Comment Stealth Blackhawk BETA (Score 2) 484

It must have been a Stealth Blackhawk in BETA - never seen before and bound to crash at least once.

All kidding aside, it is quite unfortunate that it's debut was the result of a crash in a country that has been known to export nifty knowledge and new technology they acquire (i.e. A.Q Kahn and nuclear weapons).

Comment Re:Not sure I'll buy it. (Score 5, Interesting) 216

Actually, if history is any indication, Blizzard really doesn't care about its players.

A brief history of Diablo 2...

When everyone realized they could run Pindle many many times per minute, who was easy to get to (3 clicks) and dropped ALL the best items in the game (even if infrequently) Blizzard instituted waiting lines for new games to slow this down. They didn't change where Pindle was located or that he dropped the best items because it wasn't about the players, it was about their own resources being over utilized. It didn't stop the botters since they just added more keys and clients - a bot waiting doesn't get annoyed like a player waiting does.

Well, players got annoyed having to sit there and watch a number count down showing how many people were ahead of them to create a game while the botters kept getting rich. Blizzard's answer was to implement Realm Down - a system by which you can join X amount of games in Y minutes and if you join more than X games in Y minutes you were temporarily banned for anywhere from a few minutes to a few days. Again, this did not address the actual problems since the botters just set their timing variables to be X games in Y+1 minutes and they were never affected by Realm Down. Legitimate players, on the other hand, got screwed just by joining buy games or transferring items from one character to another because, unlike a bot, a human player cannot calculate their games per hour to an accurate enough degree to avoid realm down.

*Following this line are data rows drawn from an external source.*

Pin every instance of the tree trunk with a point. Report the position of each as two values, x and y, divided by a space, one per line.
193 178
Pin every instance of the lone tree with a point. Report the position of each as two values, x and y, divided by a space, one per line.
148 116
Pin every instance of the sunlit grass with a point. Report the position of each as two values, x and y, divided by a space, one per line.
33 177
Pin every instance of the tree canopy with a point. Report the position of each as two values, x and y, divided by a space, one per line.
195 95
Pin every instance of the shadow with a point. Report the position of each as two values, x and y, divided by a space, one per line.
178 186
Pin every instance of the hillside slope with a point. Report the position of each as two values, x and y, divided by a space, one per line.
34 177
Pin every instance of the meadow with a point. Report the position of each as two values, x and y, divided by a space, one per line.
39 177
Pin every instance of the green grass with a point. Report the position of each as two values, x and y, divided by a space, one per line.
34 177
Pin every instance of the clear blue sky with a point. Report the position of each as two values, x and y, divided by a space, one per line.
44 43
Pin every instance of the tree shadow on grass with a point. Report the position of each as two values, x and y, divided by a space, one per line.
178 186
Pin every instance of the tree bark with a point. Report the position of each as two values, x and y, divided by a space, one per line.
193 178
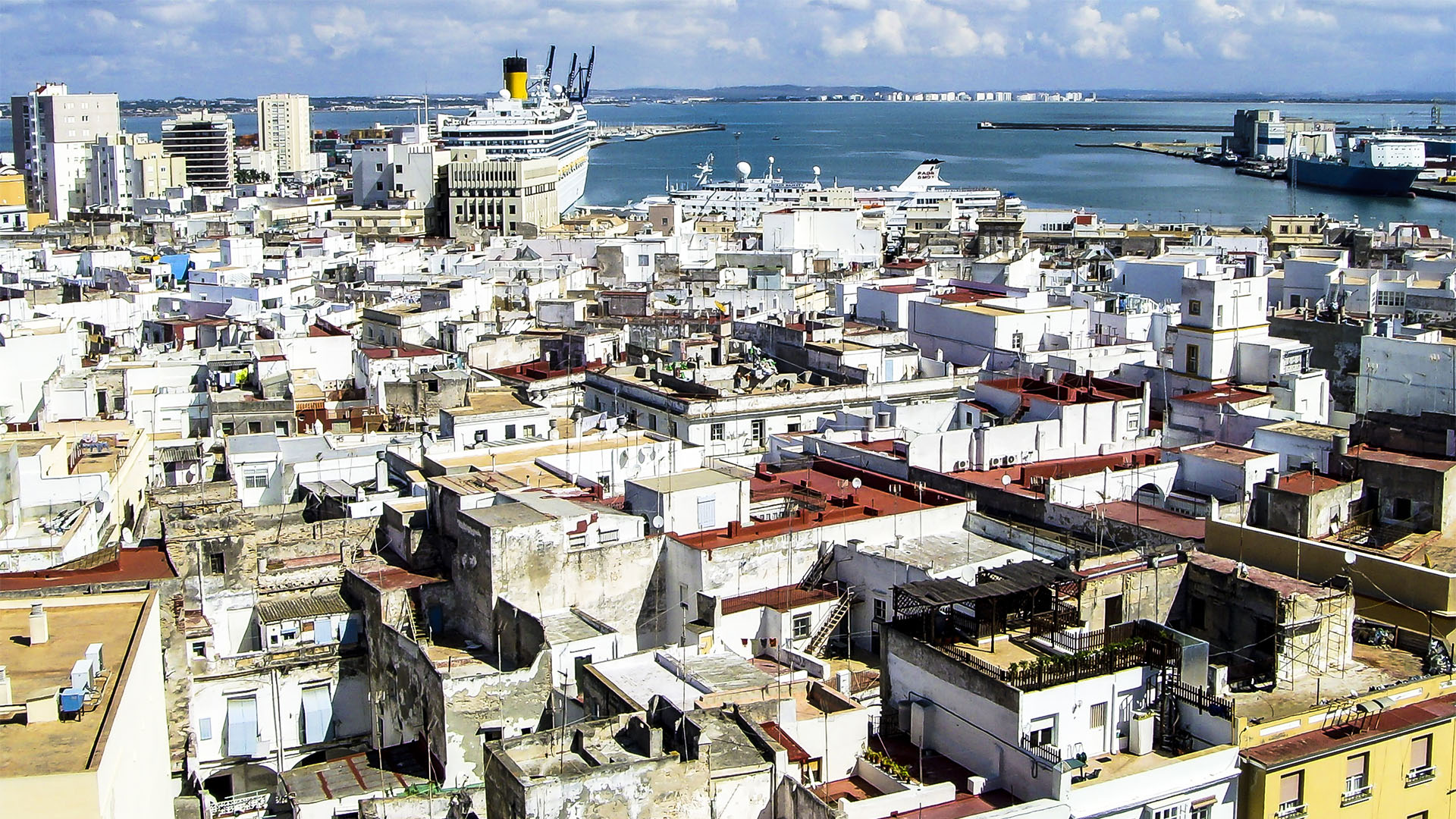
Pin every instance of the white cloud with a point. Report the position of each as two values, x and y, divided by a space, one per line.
1174 46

And I don't need to mention duping, which is still prevalent to this day in Diablo 2. Blizzard's answer to this was to implement a delete-dupe-on-joining-a-game method that ensured the people who actually created the dupes NEVER lost their stuff but any NORMAL LEGITIMATE PLAYER who happened to spend their hard earned loot on a duped rune/item (50/50 chance, really) had it disappear on them at some point when they joined a game. Again, cheaters not affected at all while legitimate players got screwed.

Too many SoJ's got duped? Blizzard implemented the World Event (aka Diablo Clone) which dropped a super charm when ~100 SoJs were sold to the merchant. Who benefited from this? Not the legit players since they didn't have caches of duped SoJs to drop at the merchant to make DClone spawn. But the botters and dupers, they got rich spawning dclone! Then the legit players worked together and started collectivly using SoJs to spawn DClone... well, the dupers had a field day and just kept duping SoJs to sell to the legit players now, which is what the World Event was suppose to stop?

I have been both a legitimate player and a botter, so I can speak from both sides of the equation. Blizzard never really cared about either legit players or botters - it was all about what it cost them after you've already paid for the game. That makes lots of sense from an economical stance, but it was one horrible decision after another from a PR and attitude perspective.

I cannot, however, speak to how they have been regarding WoW. After my experience with them in Diablo 2 I could never fathom paying them monthly for anything..

Comment Re:Retribution? (Score 2, Insightful) 851

A serious question to any lawyer-type people out there:

When I first read about this court ruling I was left wondering how this applies to citizens using these devices on police, government officials, candidates, etc. I had just read a different article about iPhone apps that let people know where speed traps and DUI checkpoints are set up. The cynic in me thought this ruling must mean that citizens can now GPS bug police cars and the whole process of collecting data for speed traps and stuff would be automated instead of world-of-mouth. Is that a logical conclusion? Or are police and government officials somehow different from citizens in this regard?